Thane Ruthenis comments on Varieties Of Doom

Thane Ruthenis 19 Nov 2025 9:31 UTC
7 points
0
This process can be rightfully called UNDERSTANDING and when an AI system fails at this it has FAILED TO UNDERSTAND YOU
No, the rightful way to describe what happens is that the training process generates an AI system with unintended functionality due to your failure to specify the training objective correctly. Describing it as a “misunderstanding” is tantamount to saying that if you make a syntax error when writing some code, the proper way to describe it is the computer “misunderstanding” you.
I mean, you can say that, it’s an okay way to describe things in a colloquial or metaphorical way. But I contest that it’s in any way standard language. You’re using idiosyncratic terminology and should in no way be surprised when people misunderstand (ha) you.
Honestly, if you went to modern-day LLMs and they, specialists in reading comprehension, misunderstood you, that ought to update you in the direction of “I made a bad job phrasing this”, not “it’s everyone else who’s wrong”.
(FYI, I understood what you meant in your initial reply to Habryka without this follow-up explanation, and I still thought you were phrasing it in an obviously confusing way.)
- jdp 19 Nov 2025 9:56 UTC
  7 points
  5
  Parent
  
  Describing it as a “misunderstanding” is tantamount to saying that if you make a syntax error when writing some code, the proper way to describe it is the computer “misunderstanding” you.
  
  Honestly maybe it would make more sense to say that the cognitive error here is using the reference class of a compiler for a context free grammar for your intuitions as opposed to a mind that understands natural language as your reference class. The former is not expected to understand you when what you say doesn’t fully match what you mean, the latter very much is and the latter is the only kind of thing that’s going to have the proper referents for concepts like “happiness”.
  - Thane Ruthenis 19 Nov 2025 10:19 UTC
    5 points
    0
    Parent
    I mean, no mind really exists at the time the “misunderstanding” is starting to happen, no? Unless you want to call a randomly initialized NN (i. e., basically a random program) a “mind”… Which wouldn’t necessarily be an invalid frame to use. But I don’t think it’s the obviously correct frame either, and so I don’t think that people who use a mechanistic frame by default are unambiguously in error.

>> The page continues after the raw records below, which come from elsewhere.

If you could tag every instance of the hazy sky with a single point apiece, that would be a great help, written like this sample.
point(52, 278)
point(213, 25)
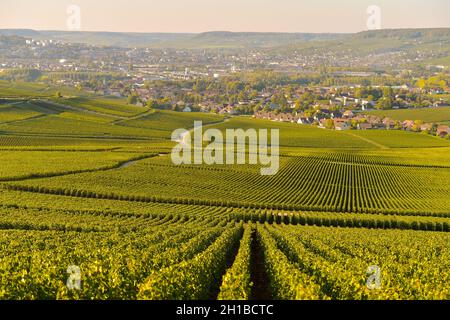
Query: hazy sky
point(230, 15)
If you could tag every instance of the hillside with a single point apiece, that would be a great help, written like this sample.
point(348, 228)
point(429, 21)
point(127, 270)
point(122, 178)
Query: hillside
point(380, 39)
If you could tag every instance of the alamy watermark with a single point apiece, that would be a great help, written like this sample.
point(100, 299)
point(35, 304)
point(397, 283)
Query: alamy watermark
point(74, 279)
point(233, 149)
point(374, 278)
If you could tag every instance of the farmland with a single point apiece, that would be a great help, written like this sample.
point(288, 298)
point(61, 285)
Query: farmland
point(92, 185)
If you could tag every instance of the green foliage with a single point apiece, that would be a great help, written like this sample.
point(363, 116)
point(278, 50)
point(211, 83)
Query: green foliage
point(236, 283)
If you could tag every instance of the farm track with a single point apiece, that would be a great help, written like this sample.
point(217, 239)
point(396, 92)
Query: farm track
point(81, 109)
point(119, 165)
point(258, 274)
point(367, 140)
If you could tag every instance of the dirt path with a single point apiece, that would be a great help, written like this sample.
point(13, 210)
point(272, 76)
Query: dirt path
point(260, 289)
point(368, 140)
point(83, 110)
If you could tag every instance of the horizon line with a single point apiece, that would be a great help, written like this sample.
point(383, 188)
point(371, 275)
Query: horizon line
point(219, 31)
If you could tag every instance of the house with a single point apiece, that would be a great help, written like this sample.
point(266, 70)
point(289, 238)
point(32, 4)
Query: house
point(388, 123)
point(442, 131)
point(407, 124)
point(342, 124)
point(304, 120)
point(364, 126)
point(426, 127)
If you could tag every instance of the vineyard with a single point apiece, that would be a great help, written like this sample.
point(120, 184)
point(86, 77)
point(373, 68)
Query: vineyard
point(88, 192)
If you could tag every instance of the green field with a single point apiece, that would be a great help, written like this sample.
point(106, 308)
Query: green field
point(440, 114)
point(91, 184)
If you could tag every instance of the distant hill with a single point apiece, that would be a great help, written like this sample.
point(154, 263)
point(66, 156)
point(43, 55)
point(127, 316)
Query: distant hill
point(370, 40)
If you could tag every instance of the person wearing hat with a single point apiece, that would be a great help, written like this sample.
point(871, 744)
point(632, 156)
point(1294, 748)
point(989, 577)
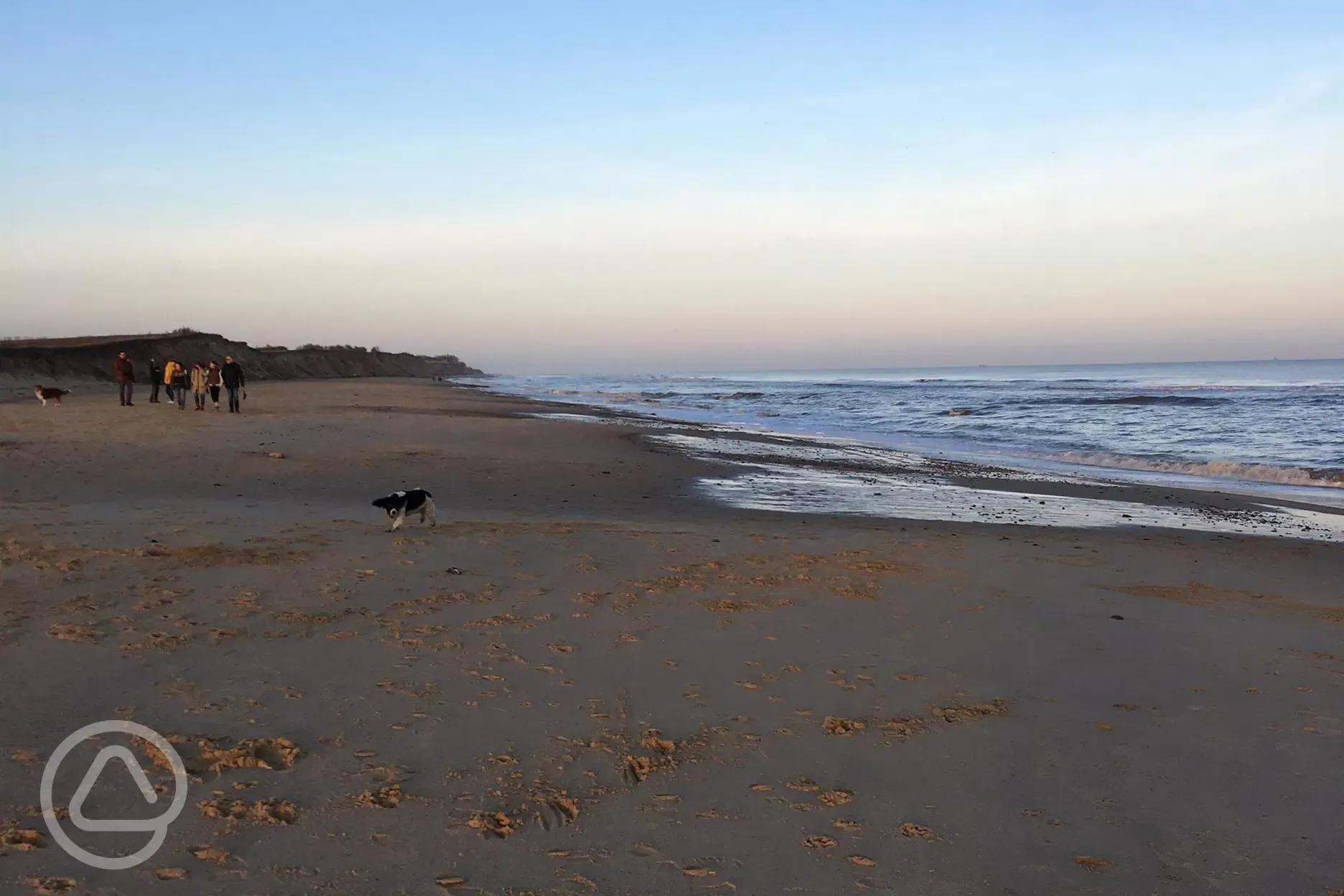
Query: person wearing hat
point(126, 379)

    I note that in your step-by-step explanation, the last bullet is:
    Therefore Bostrom expects we will not have an AI that correctly understands concepts like intelligence until after it is already superintelligent.
    That is straightforwardly correct. But “there exists no AI that understands” is importantly different from “there exists an AI which misunderstands”.
    Another questionable frame here is characterizing the relationship between an AI and the SGD/the training process shaping it as some sort of communication process (?), such that the AI ending up misshapen can be described as it “misunderstanding” something.
    And the training process itself never becomes a mind, it starts and ends as a discrete program, so if you mean to say that it “misunderstood” something, I think that’s a type error/at best a metaphor.
    (I guess it may still be valid from a point of view where you frame SGD updates as Bayesian updates, or something along those lines? But that’s also a non-standard frame.)
    - gallabytes 20 Nov 2025 15:38 UTC
      3 points
      −2
      Parent
      in practice, we seem to train the world model and understanding machine first and the policy only much later as a thin patch on top of the world model. this is not guaranteed to stay true but seems pretty durable so far. thus, the relevant heuristics are about base models not about randomly initialized neural networks.
      
      separately, I do think randomly initialized neural networks have some strong baseline of fuzziness and conceptual corrigibility, which is in a sense what it means to have a traversible loss landscape.